The Class of 2021 is a diverse group from all walks of life whose numbers include teachers, a nurse, a plumber, a podiatrist, a machine operator, an accountant, and a retired subway conductor.
What they all have in common is a desire to serve God and the Catholic Church.
Deacon Lopez said the road to becoming a deacon “is a very rigorous course” that includes five years of hard work and intense study. But he is proud to have made it.
“When the bishop lays his hands on us, it will be a very special moment,” he said before the ordination Mass.
The highlight of the Mass is the laying on of hands — the moment when the bishop puts his hands on the diaconate candidate’s head. It is at that instant they become deacons.
Deacon Lopez, a podiatrist, is a parishioner of St.
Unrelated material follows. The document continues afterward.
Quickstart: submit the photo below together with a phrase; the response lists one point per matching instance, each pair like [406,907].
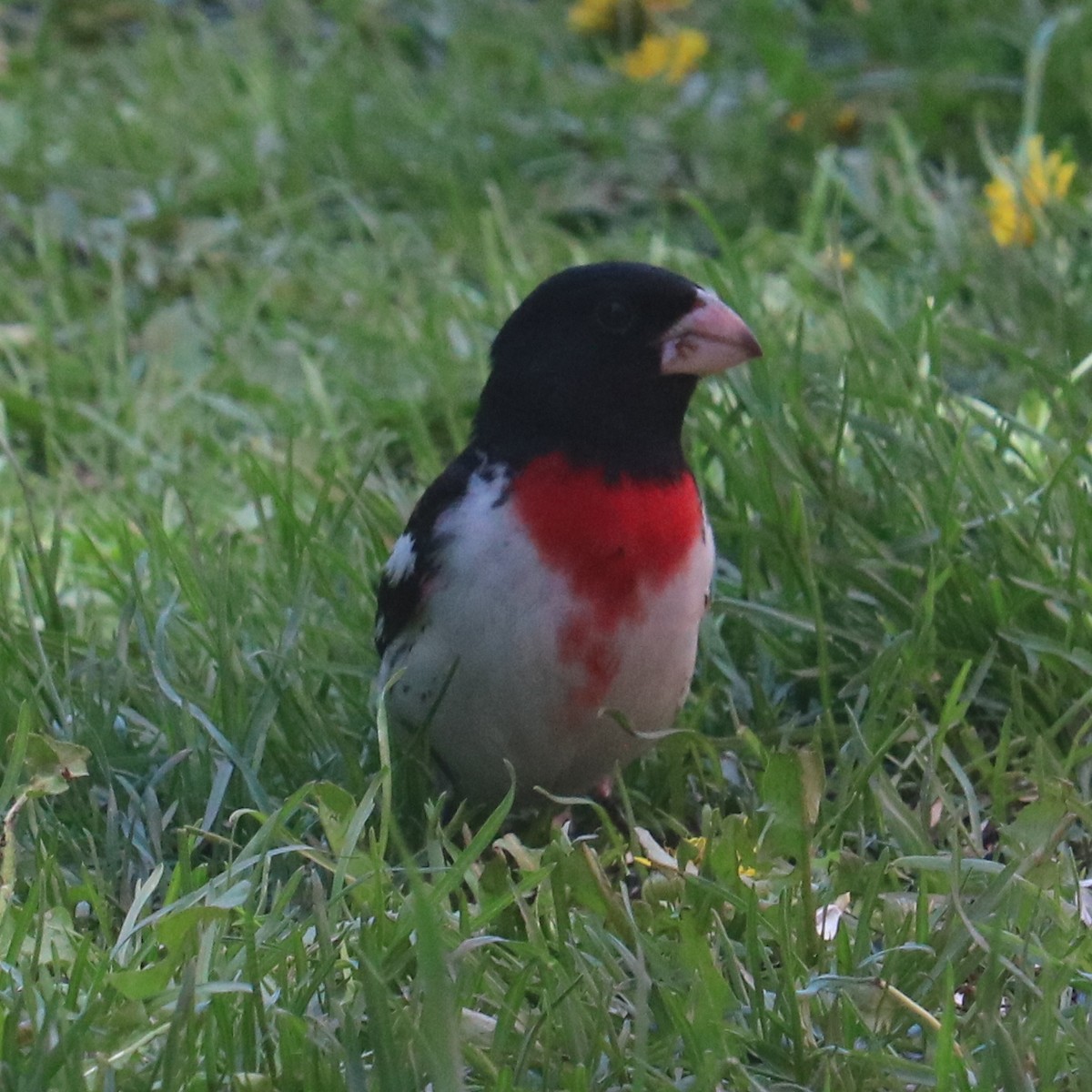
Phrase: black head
[600,363]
Fortunata Church, East New York.
“I was hooked and reeled in,” he joked when asked how he decided to become a deacon.
Deacon Lopez was inspired by a priest at his parish who convinced him to become a lector, coordinator of the youth group, and eucharistic minister.
“Little by little, with the guidance of my pastor, I became more involved,’ he said.
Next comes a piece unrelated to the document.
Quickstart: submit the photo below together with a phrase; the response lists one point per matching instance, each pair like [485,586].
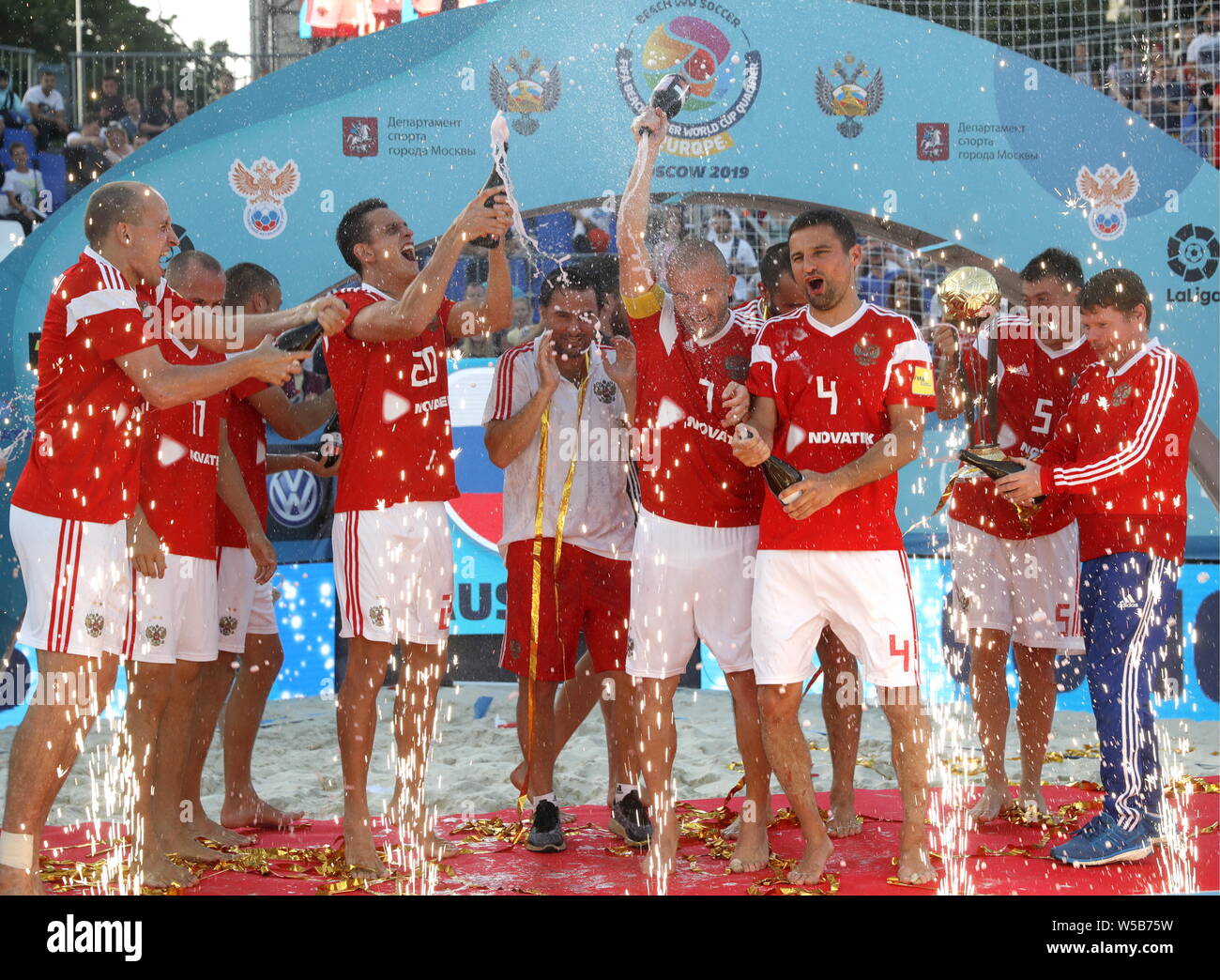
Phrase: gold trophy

Another highlight of the Mass is when Bishop DiMarzio announces the churches the new deacons will be assigned to work in: Deacon Chirichella (Our Lady of Mount Carmel, Williamsburg); Deacon Fedorowicz (Our Lady of Consolation, Williamsburg); Deacon Gordon (Our Lady of Grace, Howard Beach); Deacon Kramer (Holy Trinity and St. Luke, Whitestone); Deacon Lapinig (Our Lady of Lourdes, Queens Village); Deacon Lopez (St. Fortunata, East New York); Deacon McCarthy (St. Joan of Arc, Jackson Heights); Deacon Rivera (Sacred Hearts and St. Stephen, Carroll Gardens); Deacon Rodriguez (Our Lady of Mount Carmel, Astoria) and Deacon Tavarez (Transfiguration, Williamsburg).